Au sortir d'un entraînement à Cincinnati où il a finalement été éliminé d'entrée par Adrian Mannarino après avoir fait l'impasse à Toronto, le désormais 53e mondial nous a donné ses principaux trucs et astuces pour performer dans le vent. Suivez ses conseils : cela pourra peut-être aussi vous permettre de commencer à aimer ces conditions généralement propices aux jurons en tout genre…
1/ Privilégiez la sécurité
C'est la priorité n°1 : dans le vent, il faut oublier le tennis champagne et accepter le fait que votre niveau de jeu sera largement en-deçà de son seuil habituel. C'est d'ailleurs sans doute ce qui peut énerver, mais c'est ainsi et il faut l'accepter, comme l'a fait Richard depuis longtemps en écoutant les vieux sages.
"Agassi avait dit un jour : 'dans le vent, il faut taper moins fort, tout simplement.' C'est très "con", mais c'est vrai. Mettre la balle dans le court, ce n'est pas si facile quand il y a du vent. Il faut donc s'appliquer à le faire en frappant moins fort, en jouant moins près des lignes, bref en prenant moins de risques, surtout si on a le vent dans le dos", rappelle le Biterrois.
Cela va demander un minimum de patience et peut-être d'humilité, aussi, pour accepter le fait de jouer plus "moche" que d'habitude. Mais c'est la base : le précepte selon lequel le tennis consiste à mettre la balle dans le court une fois de plus que l'adversaire est plus vrai que jamais dans le vent.
Au service, même chose : "il vaut mieux essayer de placer et de privilégier son pourcentage de premières balles, car frapper des deuxièmes dans les bourrasques, ce n'est vraiment pas évident. Surtout, il faut réduire un peu son lancer pour éviter que la balle ne soit emportée."

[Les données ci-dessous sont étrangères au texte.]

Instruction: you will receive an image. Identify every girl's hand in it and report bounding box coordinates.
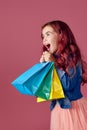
[40,51,55,62]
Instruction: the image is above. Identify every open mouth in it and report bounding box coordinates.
[46,44,50,51]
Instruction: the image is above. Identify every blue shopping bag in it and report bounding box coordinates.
[11,62,54,97]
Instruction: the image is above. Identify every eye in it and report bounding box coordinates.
[47,33,50,36]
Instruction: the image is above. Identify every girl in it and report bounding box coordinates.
[40,21,87,130]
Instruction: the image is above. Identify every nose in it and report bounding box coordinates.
[43,37,47,43]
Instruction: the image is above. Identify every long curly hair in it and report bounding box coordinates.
[42,20,87,83]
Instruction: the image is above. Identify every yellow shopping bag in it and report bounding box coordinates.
[37,68,65,102]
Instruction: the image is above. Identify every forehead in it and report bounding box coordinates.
[42,26,54,34]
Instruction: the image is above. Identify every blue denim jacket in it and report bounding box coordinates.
[50,64,82,110]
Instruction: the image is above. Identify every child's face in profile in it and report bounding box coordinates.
[42,26,60,54]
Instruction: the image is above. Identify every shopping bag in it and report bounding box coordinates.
[37,68,65,102]
[35,64,54,100]
[11,62,54,97]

Richard, lui, est aidé par le fait que son lancer est naturellement assez bas. La compacité globale de sa gestuelle est sûrement l'un des héritages de sa formation.
© Nicolas Gouhier / FFT
Richard Gasquet au service, à Roland-Garros 2023
2/ Mettez un peu plus de lift
C'est la suite logique du paragraphe précédent : mettre un peu plus de lift dans vos frappes va vous permettre d'en accentuer la sécurité.

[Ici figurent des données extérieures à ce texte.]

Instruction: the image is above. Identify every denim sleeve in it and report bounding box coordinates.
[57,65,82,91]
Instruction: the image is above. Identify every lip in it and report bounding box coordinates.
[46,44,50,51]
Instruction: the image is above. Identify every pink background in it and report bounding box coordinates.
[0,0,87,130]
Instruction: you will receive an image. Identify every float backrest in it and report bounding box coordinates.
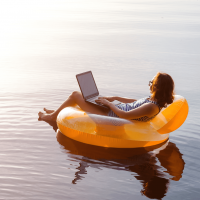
[150,95,189,134]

"Pour ma part, j'ai une balle assez liftée que je joue plutôt en contrôle, cela m'aide dans le vent par rapport à des joueurs qui frappent fort et à plat, dont le rythme va être davantage chamboulé", explique l'ancien 7e mondial.
Ce dernier accentue encore un peu plus le "spin" de ses frappes lorsqu'il a le vent dans le dos. Même pas la peine de jouer très long, le vent est un allié : "La balle va être emportée par le vent et remonter plus haut pour forcer l'adversaire à jouer à hauteur d'épaule."
Gêné, celui-ci va être obligé, à un moment, de jouer plus court, et l'occasion vous sera donnée de finir le point, pourquoi pas en venant au filet. Jouer avec "beaucoup de sécurité et de hauteur", c'est la tactique idoine avec le vent favorable. Avec le vent contre, évidemment, c'est une autre histoire. "Là, en revanche, il faut jouer moins bombé, sinon la balle s'arrête. Il va falloir jouer plus à plat et frapper un peu plus fort pour trouver de la longueur. L'amortie peut être une bonne option."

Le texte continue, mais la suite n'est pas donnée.